In eight bit mode, the encoder can accept any 8 bit value.  Each group of
three input bytes is turned into four output 6 bit values.  These six bit
values are then mapped onto the ASCII characters "a-zA-Z,.".

Run length encoding is performed in both modes.

The archive format I was considering would have a special archive control
character (something non-controversial) which would never be generated
by the encoder.  The archive control characters would signal the beginning
of easily parse text strings that would describe the beginning and end
of archived files, their CRC's and lengths.  It would be possible to
generate checkpoints in the archive.  The archiver could extract all
undamaged files from an damaged archive.

The checkpoints could be used for retransmitting parts of the archive.  If
an archive was damaged, the archiver could tell the user what part of the
archive it needed replaced.  Anyone else who had a complete archive could use
that information to generate just the data needed to repair the broken archive.

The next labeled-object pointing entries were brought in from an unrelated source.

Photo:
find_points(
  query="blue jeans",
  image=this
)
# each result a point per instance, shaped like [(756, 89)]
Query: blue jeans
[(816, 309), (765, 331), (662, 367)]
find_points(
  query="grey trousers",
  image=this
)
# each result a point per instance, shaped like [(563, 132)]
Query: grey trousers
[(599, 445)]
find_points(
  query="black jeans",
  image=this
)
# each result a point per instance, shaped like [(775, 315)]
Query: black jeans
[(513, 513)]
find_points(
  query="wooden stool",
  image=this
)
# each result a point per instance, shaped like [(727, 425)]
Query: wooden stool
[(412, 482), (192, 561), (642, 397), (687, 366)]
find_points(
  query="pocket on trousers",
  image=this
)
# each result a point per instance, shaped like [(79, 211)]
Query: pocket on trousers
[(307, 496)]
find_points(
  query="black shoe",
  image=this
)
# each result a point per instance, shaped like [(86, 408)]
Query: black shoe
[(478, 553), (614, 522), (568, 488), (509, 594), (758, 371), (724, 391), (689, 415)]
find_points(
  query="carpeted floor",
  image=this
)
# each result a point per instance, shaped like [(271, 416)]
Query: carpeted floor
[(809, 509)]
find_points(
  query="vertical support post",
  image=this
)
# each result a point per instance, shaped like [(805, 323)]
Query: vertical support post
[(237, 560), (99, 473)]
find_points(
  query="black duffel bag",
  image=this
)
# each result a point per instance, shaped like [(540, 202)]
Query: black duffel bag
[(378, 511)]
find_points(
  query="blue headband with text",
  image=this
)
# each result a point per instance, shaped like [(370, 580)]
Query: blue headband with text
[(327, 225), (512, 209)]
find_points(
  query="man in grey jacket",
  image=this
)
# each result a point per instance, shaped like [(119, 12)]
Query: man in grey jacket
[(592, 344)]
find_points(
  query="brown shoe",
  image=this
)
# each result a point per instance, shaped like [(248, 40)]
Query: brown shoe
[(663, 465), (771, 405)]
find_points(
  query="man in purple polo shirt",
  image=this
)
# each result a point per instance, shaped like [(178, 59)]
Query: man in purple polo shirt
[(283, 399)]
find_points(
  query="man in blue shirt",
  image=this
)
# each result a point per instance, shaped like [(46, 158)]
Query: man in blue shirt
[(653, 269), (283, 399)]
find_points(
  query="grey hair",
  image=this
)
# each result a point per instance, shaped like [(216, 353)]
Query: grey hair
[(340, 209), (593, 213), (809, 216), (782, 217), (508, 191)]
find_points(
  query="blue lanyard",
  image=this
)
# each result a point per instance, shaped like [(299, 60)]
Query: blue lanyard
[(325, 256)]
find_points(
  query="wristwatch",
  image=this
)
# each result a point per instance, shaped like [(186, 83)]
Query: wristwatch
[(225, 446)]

The archiver will treat a set of unordered files as an archive.  Each
file would be searched for a header.  The header would identify the archive
and be used to order the parts.  It would then read the files in the
correct order.  The archive creation command would automatically generate
a numbered set of files for posting, according to a maximum size constraint.
No more editing and cat'ing of news articles.

My experiments show me that this program encodes a.out files slightly more
cheaply than uuencode, text files are very cheap.  The experimental version
does not transmit any of the following characters:  all control characters,
"<>{}[]^|\\~", and del.

If there is any interest, myself and another fellow here, Mike Gore, will
put this together out of code we already have (for encoding, CRC checking)
and we will post the source (for UNIX and Atari) and uuencoded versions for
the Atari ST.

It would be written to be portable.

Comments?

Tracy Tims
mail to ihnp4!watmath!unit36!tracy

csc@watmath.UUCP (Computer Sci Club) (10/22/86)

As a followup to my previous article, I have come across a new encoding
technique (courtesy of the Math Faculty Computing Facility here at
the university) which has the following properties:

	- eight bit input data
	- very restricted character set
	- generally compresses files rather than expanding them
	  (including binaries)
	- need no bit level twiddling
	- involves only table lookup

The encoding system is easy to implement.  I am whipping one up now.

This should make the transmittable archive format very easy to implement.
My co-developer, Mike Gore, is planning to do a Basic (gack spew) version
after I write one in C.

Still:  comments?

Tracy Tims
mail to ihnp4!watmath!unit36!tracy